The equation that I am trying to solve numerically is of the following form
$$
-u^{\prime \prime} +\left (\sin(x) – \frac{40}{1 + x^2} \right)u = \lambda u, \quad u \in (0, \infty),\\
u(0) = 0\,.
$$
The spectrum of this problem has band gap structure and I am aware that there will appear spurious eigenvalues when discretizing it using a simple finite difference scheme. To numerically solve the problem, I truncated it to a finite interval $(0,L)$ with $L$ sufficiently large and impose the Neumann condition $u^\prime(L) = 0$. And that is where my problem is. I am not quite sure how to incorporate this condition into the finite difference matrix. My current approach is to define the tridiagonal matrix $A$ as
$$
A = \frac{1}{h^2} \text{tridiag}(-1,2,-1) + h^2 \text{diag}(q(0), q(h), \dotsc, q((N-1)h))\,,
$$
where $q(x) = \sin(x) – 40/(1+x^2)$ is the potential from above, $h$ is the mesh size and $N$ is the number of mesh points. The original problem is then approximately solved by solving the algebraic eigenvalue problem
$$
Au_h = \lambda_h u_h.
$$
I do have high-accuracy approximations of the bands and gaps from two papers that compute the eigenvalues using different techniques but of course, since I am in fact solving a different problem, my results do not match theirs.

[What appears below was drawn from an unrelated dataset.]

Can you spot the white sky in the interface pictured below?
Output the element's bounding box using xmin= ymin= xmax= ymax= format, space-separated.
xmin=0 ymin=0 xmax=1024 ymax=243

How can I add the Neumann boundary conditions to this discretized poblem? Is what I'm done up until now even right? Thanks in advance.
Best Answer
As $u(0)=0$ is fixed, your first equation in the PDE discretization is centered at
x=h, so your second diagonal matrix should contain $[q(h),q(2h)...,q(Nh)]$.You can use $u(L+h)=u(L-h)+O(h^3)$. This means that with the last equation centered at $x=L=Nh$ $$ -\frac{u(L+h)-2u(L)+u(L-h)}{h^2}+q(L)u(L)=\frac{2u(L)-2u(L-h)}{h^2}+q(L)u(L) $$ you have to double the entry $A_{N,N-1}$.